Sonntag, 25. August 2013

Griseldis - Forsetzung 5




Es ist kurz nach dem Mittagessen.
Vorsichtig schleicht Griseldis über den Korridor, während Julika an der Treppe Wache hält.
Eben will die Prinzessin die Türklinke zu Miss Bakers Zimmer herunter drücken, als ein leiser Pfiff ihrer Komplicin sie warnt.
Griseldis hebt den weiten Rock ihres Kleides etwas hoch und stolziert mit dem unschuldigsten Gesicht der Welt zu Julika hinüber.
Franz, der Kammerdiener kommt mit einem Tablett die Treppe herauf, wirft einen erstaunten Blick auf die beiden Mädchen und stolziert dann mit gemessenen Schritten weiter.
Kaum ist er verschwunden, huscht Griseldis in das Zimmer ihrer Lehrerin.
Nach wenigen Minuten ist sie wieder da, winkt ihrer Freundin und kichernd verschwinden beide in Julikas Zimmer.
Miss Baker kommt wenige Minuten später die Treppe herauf.
Wie immer um diese Zeit will sie ihr Schläfchen halten.
Sie betritt ihre Kammer, zieht die Vorhänge zu und trippelt zu ihrem Bett.
Mit einem Ruck wirft sie die Decke zurück und fängt an zu kreischen.
Ein kleiner grüner Frosch sitzt auf dem blütenweißen Linnen und starrt sie unschuldig an.
Jetzt durch das Kreischen erschreckt macht er einen großen Satz auf die alte Dame zu.

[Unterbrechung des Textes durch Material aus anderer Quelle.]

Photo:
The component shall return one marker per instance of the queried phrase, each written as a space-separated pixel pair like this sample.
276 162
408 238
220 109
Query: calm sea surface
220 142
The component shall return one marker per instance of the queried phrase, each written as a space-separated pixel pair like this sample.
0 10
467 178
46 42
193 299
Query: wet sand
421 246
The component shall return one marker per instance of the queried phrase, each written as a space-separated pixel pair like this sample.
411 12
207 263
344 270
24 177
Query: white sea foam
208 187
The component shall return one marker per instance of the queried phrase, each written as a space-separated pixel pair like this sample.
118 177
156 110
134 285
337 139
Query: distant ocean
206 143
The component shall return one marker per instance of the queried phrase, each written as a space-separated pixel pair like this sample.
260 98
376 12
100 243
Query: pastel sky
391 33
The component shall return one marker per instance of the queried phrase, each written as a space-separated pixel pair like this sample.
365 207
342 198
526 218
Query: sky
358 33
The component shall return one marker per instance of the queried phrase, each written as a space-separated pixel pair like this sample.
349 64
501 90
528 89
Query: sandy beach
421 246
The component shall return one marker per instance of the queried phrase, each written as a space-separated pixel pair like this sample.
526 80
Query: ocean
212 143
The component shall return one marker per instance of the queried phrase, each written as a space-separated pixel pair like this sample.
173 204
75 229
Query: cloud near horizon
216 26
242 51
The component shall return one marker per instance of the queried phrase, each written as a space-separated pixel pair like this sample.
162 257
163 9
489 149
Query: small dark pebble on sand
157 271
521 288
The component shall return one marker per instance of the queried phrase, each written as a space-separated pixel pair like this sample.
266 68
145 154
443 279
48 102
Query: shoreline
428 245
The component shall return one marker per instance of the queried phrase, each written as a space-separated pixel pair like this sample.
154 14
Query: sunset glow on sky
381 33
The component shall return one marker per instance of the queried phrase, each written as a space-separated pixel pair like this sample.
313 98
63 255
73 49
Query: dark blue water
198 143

Das ist zu viel für die Gute.
Sie verlässt fluchtartig den Raum.
Prustend sinken die beiden Mädchen auf das Sofa.
Julika, ich wusste gar nicht, dass Miss Baker so schön kreischen kann,“ stöhnt Griseldis und vergräbt
das Gesicht in einem Kissen, von einem neuem Lachanfall geschüttelt.
Horch, es kommt jemand,“ flüstert Julika und sie eilen zur Tür und spähen hinaus.
Miss Baker und der König kommen die Treppe herauf, begleitet von zwei kräftigen Dienern.
Julika, wollen wir nicht hinüber gehen, vielleicht können wir behilflich sein?“
Die beiden Mädchen prusten los und laufen dann Hand in Hand über den Korridor.
Was sucht ihr denn,“ fragt Griseldis unschuldig, als sie das Zimmer von Miss Baker betreten.
Miss Baker wollte ihren Mittagsschlaf halten, da wurde sie von einem riesigen Tier angegriffen,“ gibt der König Auskunft.
Eifrig beteiligen sich die beiden Mädchen an der Suche nach dem „großen schrecklichen Tier.“
Während Miss Baker händeringend im Zimmer steht und ängstlich um sich blickt.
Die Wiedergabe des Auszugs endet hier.